3.2 Spatial distribution of the pulsatile attenuation amplitude PAA(x,y)

As indicated in Fig. 5, the distribution of the PAA(x,y) is a useful tool to compare spatial distribution and inter-eye differences in PAA at a glance. Figure 6 displays the PAA(x,y) for three subjects for both eyes, Fig. 6(A) is a normal subject without any eye disease, Fig. 6(B) is a glaucoma patient with reduced RNFL thickness on the left side, and Fig. 6(C) is a subject without any eye disease, however macroangiopathy and plaque of the carotid communis on both sides.

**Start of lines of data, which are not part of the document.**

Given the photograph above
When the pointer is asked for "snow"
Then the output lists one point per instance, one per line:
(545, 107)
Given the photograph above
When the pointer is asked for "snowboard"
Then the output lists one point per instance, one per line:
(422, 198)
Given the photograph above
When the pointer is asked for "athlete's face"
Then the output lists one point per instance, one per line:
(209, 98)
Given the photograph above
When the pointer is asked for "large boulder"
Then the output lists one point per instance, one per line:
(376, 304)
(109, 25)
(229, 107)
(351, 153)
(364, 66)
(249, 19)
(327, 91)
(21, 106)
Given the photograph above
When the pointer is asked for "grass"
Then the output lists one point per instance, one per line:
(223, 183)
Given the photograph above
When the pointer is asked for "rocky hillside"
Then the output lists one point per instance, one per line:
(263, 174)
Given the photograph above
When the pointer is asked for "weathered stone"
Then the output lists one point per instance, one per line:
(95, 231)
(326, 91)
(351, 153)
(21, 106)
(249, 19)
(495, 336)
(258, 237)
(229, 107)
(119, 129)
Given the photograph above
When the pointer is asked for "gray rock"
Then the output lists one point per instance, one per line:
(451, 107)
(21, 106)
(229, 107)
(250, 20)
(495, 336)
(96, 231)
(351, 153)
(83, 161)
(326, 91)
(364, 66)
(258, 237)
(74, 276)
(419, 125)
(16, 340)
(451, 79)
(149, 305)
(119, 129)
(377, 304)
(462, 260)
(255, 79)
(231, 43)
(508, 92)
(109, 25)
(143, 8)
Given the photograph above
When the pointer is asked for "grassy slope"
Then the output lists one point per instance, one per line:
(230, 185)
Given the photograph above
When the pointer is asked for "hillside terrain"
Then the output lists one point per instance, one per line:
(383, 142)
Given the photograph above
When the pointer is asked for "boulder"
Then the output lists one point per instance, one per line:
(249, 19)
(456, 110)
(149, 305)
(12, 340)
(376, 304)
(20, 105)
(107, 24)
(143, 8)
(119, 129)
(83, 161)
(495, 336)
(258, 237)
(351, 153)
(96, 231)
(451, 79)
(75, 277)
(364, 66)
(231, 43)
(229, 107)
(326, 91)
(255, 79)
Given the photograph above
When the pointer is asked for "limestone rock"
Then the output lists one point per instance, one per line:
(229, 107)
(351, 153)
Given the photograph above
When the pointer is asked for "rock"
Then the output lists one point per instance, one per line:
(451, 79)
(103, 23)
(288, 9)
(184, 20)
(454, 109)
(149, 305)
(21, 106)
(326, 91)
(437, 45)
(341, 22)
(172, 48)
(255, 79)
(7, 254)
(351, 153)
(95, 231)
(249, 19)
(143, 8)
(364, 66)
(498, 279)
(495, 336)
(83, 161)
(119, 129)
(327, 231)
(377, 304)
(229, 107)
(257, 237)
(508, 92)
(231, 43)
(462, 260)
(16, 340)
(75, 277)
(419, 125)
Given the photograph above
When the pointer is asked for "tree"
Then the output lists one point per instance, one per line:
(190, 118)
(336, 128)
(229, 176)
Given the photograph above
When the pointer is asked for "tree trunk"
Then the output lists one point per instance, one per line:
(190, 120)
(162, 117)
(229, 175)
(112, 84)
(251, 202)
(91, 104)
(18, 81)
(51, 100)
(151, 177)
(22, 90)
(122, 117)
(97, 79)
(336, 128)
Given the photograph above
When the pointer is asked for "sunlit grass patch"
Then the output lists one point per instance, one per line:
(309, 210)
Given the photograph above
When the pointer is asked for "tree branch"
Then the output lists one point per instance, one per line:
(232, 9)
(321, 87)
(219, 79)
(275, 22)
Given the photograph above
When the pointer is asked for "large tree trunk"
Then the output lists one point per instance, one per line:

Areas with high PAA at the neuroretinal rim and on the vessels are clearly visible and the eye sides can be easily compared. Moreover, positions on the retinal vessels with high PAA can be recognized for further evaluation.

 figure: Fig. 6

Fig. 6 Distribution of pulsatile absorption amplitude PAA(x,y) of both eyes for three subjects. (A): Normal subject without eye disease. (B): Patient with glaucoma on left eye. (C): Patient with macroangiopathy and plaque of the carotid communis on both sides. The temporal changes of attenuation for the subjects displayed in (A) and (C) are presented in Fig. 7 and Fig. 8, respectively. (D): Color scale.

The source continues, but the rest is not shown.